AEM Blue

Have you ever wanted to conduct a load test, but you don’t have the number of users you need in order to easily do it?

Perhaps you want to add some new indexes but are too scared to try because you don’t want an angry mob showing up at your desk the minute it’s implemented in production?

Oracle Real Application Testing (RAT) was designed to empower DBAs to make proactive changes while knowing exactly what to expect when a change is implemented. It greatly minimizes the likelihood of any negative repercussions.

Oracle RAT is comprised of two primary components. The first component is called Database Replay. This tool allows you to capture and replay workloads from production into another environment. You simply capture the workload, transfer the files to a test environment, and then replay the activity which was originally performed by your actual users. This blog post will focus on the Database Replay process.

The other component is called SQL Performance Analyzer and it allows you to assess the impact of the load on your test system through detailed analysis. For example, if you want to increase SGA in production, you could first make the update in your test environment and use the production load to see if there’s any value in doing this without trial and error in a production system. Other use cases include upgrading database versions, consolidating schemas into a single database, introducing new hardware, and more.
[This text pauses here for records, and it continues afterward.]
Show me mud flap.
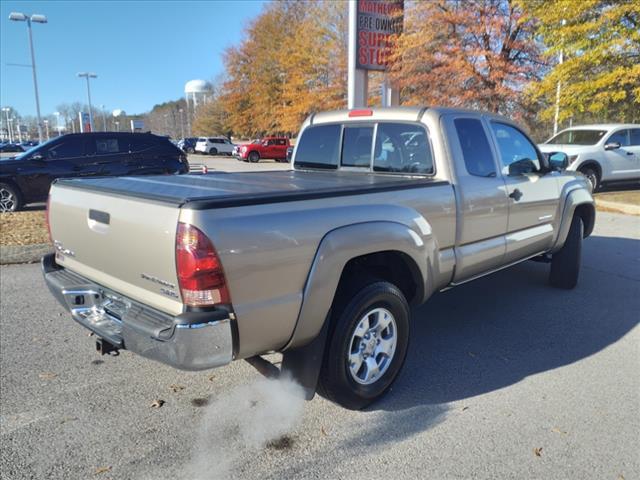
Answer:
[282,314,331,400]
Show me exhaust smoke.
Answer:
[183,376,305,480]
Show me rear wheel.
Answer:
[318,281,409,410]
[0,183,22,212]
[578,166,600,192]
[549,215,584,290]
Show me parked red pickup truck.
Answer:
[235,137,291,163]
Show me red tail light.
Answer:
[349,108,373,117]
[44,195,53,243]
[176,223,231,307]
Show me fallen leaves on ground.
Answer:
[0,210,49,245]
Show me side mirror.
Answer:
[509,158,536,177]
[549,152,569,172]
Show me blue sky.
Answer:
[0,0,265,115]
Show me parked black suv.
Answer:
[0,132,189,212]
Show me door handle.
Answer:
[509,188,522,202]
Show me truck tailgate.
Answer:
[49,183,182,315]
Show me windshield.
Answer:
[16,137,60,160]
[547,130,607,145]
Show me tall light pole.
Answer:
[53,112,62,136]
[78,72,98,132]
[2,107,13,143]
[8,117,16,143]
[100,105,107,132]
[178,108,184,138]
[9,12,47,143]
[553,18,567,135]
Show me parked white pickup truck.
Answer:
[42,108,595,409]
[539,123,640,192]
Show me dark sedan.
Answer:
[0,132,189,212]
[0,143,24,153]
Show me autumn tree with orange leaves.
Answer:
[196,0,547,137]
[391,0,545,124]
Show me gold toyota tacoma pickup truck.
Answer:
[42,108,595,409]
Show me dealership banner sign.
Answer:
[356,0,404,70]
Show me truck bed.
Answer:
[53,170,447,209]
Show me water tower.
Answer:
[184,80,212,134]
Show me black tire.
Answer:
[549,215,584,290]
[0,183,23,212]
[318,281,410,410]
[578,166,600,192]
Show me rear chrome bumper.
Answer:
[42,254,233,370]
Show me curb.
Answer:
[0,243,53,265]
[596,198,640,215]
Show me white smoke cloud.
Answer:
[183,378,305,480]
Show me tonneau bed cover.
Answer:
[58,170,446,209]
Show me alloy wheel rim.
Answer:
[0,188,16,212]
[347,308,398,385]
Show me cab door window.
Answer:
[491,122,540,175]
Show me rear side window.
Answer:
[607,130,629,147]
[373,123,434,174]
[341,126,373,167]
[96,138,120,155]
[129,136,154,152]
[47,137,83,160]
[491,122,540,175]
[295,125,341,169]
[453,118,496,177]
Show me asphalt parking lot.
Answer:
[188,154,291,172]
[0,211,640,480]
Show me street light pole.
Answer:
[53,112,62,136]
[78,72,98,132]
[100,105,107,132]
[9,12,47,143]
[178,108,184,138]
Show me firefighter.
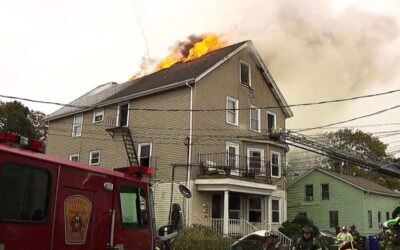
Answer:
[336,226,354,250]
[378,224,393,250]
[295,225,322,250]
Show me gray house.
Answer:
[288,168,400,235]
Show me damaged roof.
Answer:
[46,41,293,120]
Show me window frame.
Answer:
[271,198,282,224]
[89,149,101,166]
[239,60,251,87]
[270,150,282,178]
[0,161,53,224]
[225,96,239,126]
[267,111,276,134]
[69,153,80,162]
[93,108,104,123]
[71,113,83,137]
[321,183,331,201]
[247,196,264,222]
[138,142,153,167]
[329,210,339,228]
[304,184,314,201]
[249,105,261,133]
[247,147,265,174]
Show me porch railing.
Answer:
[199,153,271,181]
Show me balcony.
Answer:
[199,153,272,183]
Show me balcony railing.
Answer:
[199,153,271,182]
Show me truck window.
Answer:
[0,162,51,223]
[119,185,147,228]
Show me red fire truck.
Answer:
[0,132,159,250]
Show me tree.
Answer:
[0,101,44,139]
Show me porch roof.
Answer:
[194,178,277,195]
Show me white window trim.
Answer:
[89,150,101,166]
[247,148,265,174]
[270,151,282,178]
[270,197,282,225]
[72,113,83,137]
[239,60,251,87]
[138,142,153,166]
[225,142,240,175]
[249,105,261,133]
[267,111,276,129]
[247,196,265,222]
[93,109,104,123]
[69,153,80,162]
[225,96,239,126]
[115,102,131,127]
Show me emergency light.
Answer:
[0,131,44,152]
Now that you know the purpose of Oracle RAT, let’s take a look at the steps required to give it a try. Before you start, please review Oracle MOS note 1535885.1 which contains best practices for implementing this tool. Please keep in mind that Oracle RAT is a licensed software product. If you do not currently have it, you will need to get in touch with your friendly neighborhood Oracle Sales Rep for pricing.
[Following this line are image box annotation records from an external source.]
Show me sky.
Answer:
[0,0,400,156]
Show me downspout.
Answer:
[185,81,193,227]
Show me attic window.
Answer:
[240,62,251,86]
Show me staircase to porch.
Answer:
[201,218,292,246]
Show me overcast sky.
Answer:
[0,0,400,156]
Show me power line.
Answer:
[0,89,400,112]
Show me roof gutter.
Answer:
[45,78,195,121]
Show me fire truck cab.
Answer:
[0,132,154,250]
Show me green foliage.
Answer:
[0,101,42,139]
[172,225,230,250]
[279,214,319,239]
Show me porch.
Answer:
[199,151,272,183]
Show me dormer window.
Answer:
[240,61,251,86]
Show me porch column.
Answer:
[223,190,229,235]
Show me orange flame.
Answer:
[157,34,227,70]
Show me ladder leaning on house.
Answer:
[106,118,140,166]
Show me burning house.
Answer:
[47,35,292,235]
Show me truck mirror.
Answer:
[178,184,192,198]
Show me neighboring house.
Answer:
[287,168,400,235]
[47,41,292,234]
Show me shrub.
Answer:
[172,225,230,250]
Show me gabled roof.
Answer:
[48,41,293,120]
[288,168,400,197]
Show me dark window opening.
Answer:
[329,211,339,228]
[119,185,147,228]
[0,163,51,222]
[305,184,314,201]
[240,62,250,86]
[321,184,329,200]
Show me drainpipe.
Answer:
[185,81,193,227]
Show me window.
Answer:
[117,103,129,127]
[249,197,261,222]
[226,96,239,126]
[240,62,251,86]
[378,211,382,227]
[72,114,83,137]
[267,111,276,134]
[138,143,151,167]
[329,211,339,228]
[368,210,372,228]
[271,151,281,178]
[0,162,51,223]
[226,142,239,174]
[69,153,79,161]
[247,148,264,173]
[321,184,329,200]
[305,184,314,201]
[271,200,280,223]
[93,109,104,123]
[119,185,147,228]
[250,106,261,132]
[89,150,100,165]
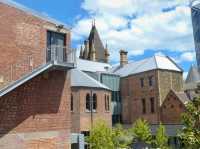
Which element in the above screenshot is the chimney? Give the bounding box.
[120,50,128,67]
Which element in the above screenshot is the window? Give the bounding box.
[71,94,74,111]
[46,31,66,62]
[142,98,146,114]
[150,97,155,113]
[92,94,97,111]
[105,95,110,111]
[140,78,144,87]
[86,93,90,111]
[107,95,110,111]
[149,76,153,86]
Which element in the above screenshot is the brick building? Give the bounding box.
[111,54,183,124]
[0,0,75,149]
[70,69,112,133]
[161,90,192,124]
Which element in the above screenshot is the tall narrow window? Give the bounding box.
[93,94,97,111]
[107,95,110,111]
[150,97,155,113]
[85,93,91,111]
[140,78,144,87]
[71,94,74,111]
[142,98,146,114]
[149,76,153,86]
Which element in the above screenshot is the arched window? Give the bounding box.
[70,94,74,111]
[92,94,97,111]
[85,93,90,111]
[142,98,146,114]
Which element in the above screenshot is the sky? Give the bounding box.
[12,0,196,77]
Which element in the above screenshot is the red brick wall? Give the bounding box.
[0,3,71,87]
[71,88,112,132]
[121,71,159,124]
[0,70,71,149]
[161,92,186,124]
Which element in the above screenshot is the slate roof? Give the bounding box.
[70,68,110,90]
[77,59,112,72]
[174,92,191,104]
[88,25,105,62]
[0,0,71,30]
[111,55,183,77]
[185,65,200,84]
For this example, we are using an Oracle 12.2 Database on Linux with Oracle Enterprise Manager (OEM) 13c. We have one container with one pluggable database and we will be performing all the work at the container level. If you have multiple pluggable databases in a container, you’ll probably want to limit your capture at the appropriate place. More on this is coming up so stay tuned.

OEM was used for the capture since the process is very straightforward. For the database replay, I used sqlplus commands because executing the commands through OEM did not work well. I suspect the container/pluggable piece was the source of the issue but once you see the commands required, they are fairly simple and straightforward anyway.

Getting started

To start, you will need to ensure Oracle RAT is enabled on the database. This is a simple command but it requires that all databases to be down. Once the databases are down, execute the Linux command “chopt enable rat” on each database server involved (source/target). It is enabled by default so unless you intentionally disabled RAT, you can most likely skip this step.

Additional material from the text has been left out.